Американцы не моют руки перед едой, но значительно меньше нас курят. И пьют, пожалуй, тоже.
В «Боингах» на сиденьях разноцветные чехлы. От этого в самолёте как-то веселее.
Над Лос-Анджелесом лётчик чересчур высоко зашёл на посадку. Поднялся вновь и сделал круг. Всё объяснил по радио и извинился.
В аэропорту Лос-Анджелеса нас встречал Дональд Гаррет, один из директоров гигантской компании Арманда Хаммера «Оксидентл петролеум корпорейшн» (годовой доход — 2,7 млрд. долл.). Он сообщил, что сам мистер Хаммер улетел в Японию и поручил принять нас своим директорам. Сам Гаррет — глава дочерней фирмы «Гаррет» — главной научно-исследовательской и проектной организации в империи Хаммера. Он сказал, что город Лос-Анджелес очень разросся, и в Клермонт, где находится их штаб-квартира, быстрее добраться на самолёте.

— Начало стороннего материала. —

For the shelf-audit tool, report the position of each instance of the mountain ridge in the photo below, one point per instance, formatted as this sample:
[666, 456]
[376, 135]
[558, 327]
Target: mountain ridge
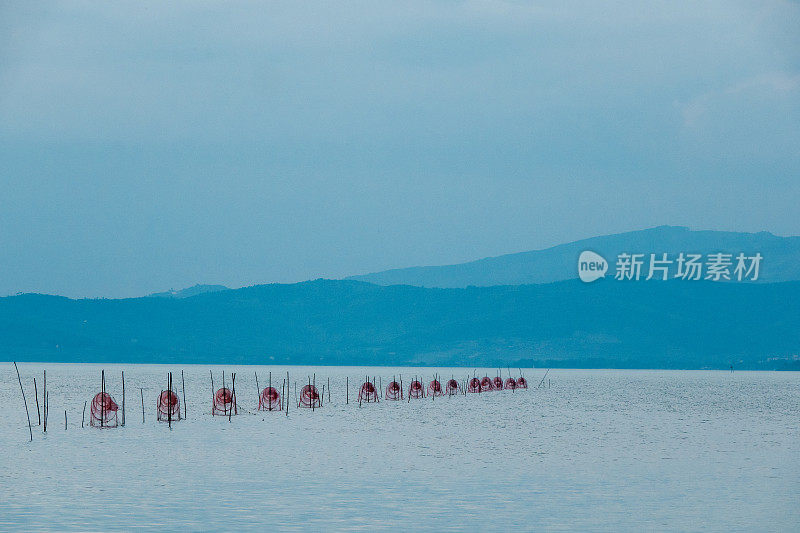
[558, 263]
[673, 324]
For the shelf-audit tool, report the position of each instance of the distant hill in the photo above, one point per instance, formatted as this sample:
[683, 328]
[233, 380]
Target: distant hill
[191, 291]
[567, 324]
[781, 258]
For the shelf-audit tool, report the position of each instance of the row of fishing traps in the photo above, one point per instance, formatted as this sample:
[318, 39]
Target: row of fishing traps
[104, 410]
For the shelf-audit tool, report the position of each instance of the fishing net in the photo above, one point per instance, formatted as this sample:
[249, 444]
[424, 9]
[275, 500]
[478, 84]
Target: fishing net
[103, 412]
[435, 388]
[168, 408]
[269, 400]
[452, 387]
[415, 390]
[368, 393]
[224, 403]
[394, 391]
[309, 397]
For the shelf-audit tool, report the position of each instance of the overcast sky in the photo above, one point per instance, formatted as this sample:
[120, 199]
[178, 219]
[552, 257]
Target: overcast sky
[154, 145]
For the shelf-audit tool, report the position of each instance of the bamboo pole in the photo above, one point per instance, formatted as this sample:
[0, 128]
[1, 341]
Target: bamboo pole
[123, 398]
[44, 398]
[233, 393]
[103, 397]
[183, 389]
[169, 397]
[30, 430]
[36, 393]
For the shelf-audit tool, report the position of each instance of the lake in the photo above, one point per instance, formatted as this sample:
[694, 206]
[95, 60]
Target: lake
[589, 450]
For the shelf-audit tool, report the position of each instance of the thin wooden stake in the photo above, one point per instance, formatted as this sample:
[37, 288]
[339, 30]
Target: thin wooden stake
[123, 398]
[30, 430]
[44, 398]
[36, 393]
[183, 389]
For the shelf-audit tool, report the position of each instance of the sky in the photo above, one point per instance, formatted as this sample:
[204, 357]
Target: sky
[151, 145]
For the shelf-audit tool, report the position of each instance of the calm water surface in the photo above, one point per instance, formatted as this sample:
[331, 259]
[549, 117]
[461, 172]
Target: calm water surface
[595, 451]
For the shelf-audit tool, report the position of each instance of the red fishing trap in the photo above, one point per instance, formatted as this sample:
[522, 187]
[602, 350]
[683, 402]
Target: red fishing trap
[269, 400]
[394, 391]
[452, 387]
[368, 393]
[224, 403]
[168, 407]
[435, 388]
[103, 412]
[416, 390]
[309, 397]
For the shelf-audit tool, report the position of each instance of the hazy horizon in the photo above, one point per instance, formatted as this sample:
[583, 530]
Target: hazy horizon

Поодаль стояли два самолётика, совсем маленькие, человек на 6–8. Мы поинтересовались, где наши чемоданы, на что Гаррет сказал, что они уже уложены в крылья. Полетели. Лос-Анджелес отличается обилием частных бассейнов, которые посверкивают в солнечных лучах, как осколки разбитого зеркала.
Арманд Хаммер приехал в Россию впервые в 1921 г. Привёз полевой госпиталь, торговал зерном и тракторами, строил карандашную фабрику, но, главное, зачем он приехал — антиквариат. Скупал за бесценок произведения искусства и, как я думаю, на этом и разбогател. Писал: «Мало кто из бизнесменов может похвастаться тем, что нажил себе состояние, вложив деньги в экономику коммунистических стран». Он очаровал Ленина, который считал его первой ласточкой западного бизнеса. Через полвека он очаровал Брежнева, заключив (или пообещав заключить?) торговые соглашения на сумму около 8 млрд, долл., в которых предусматривается сотрудничество в переработке нефти, производстве минеральных удобрений, проектировании и строительстве гостиниц, утилизации твёрдых отходов[146]. Наверное, совесть его замучила и через полвека он привёз Эрмитажу «Портрет актрисы Антонии Сарате» кисти великого Гойи.
Принимали нас директора в небольшом, но отлично механизированном кабинете: стена раздвигается, появляется экран, откуда-то вылезает эпидиаскоп и т. д. Сначала познакомились. Первый директор ведёт все работы по углю, второй — по нефти, третий — по минеральным удобрениям, четвёртый — по переработке мусора, пятый — по синтетическому топливу (сжижение и газификация угля, производство нефти из сланцев, пиролиз твёрдых органических веществ). Все миллионеры. Выступали друг за другом. Видно было, что в своём деле они доки. Они очень старались, ни на секунду не забывая, что мы приехали из страны, куда шеф собирается вложить 8 млрд.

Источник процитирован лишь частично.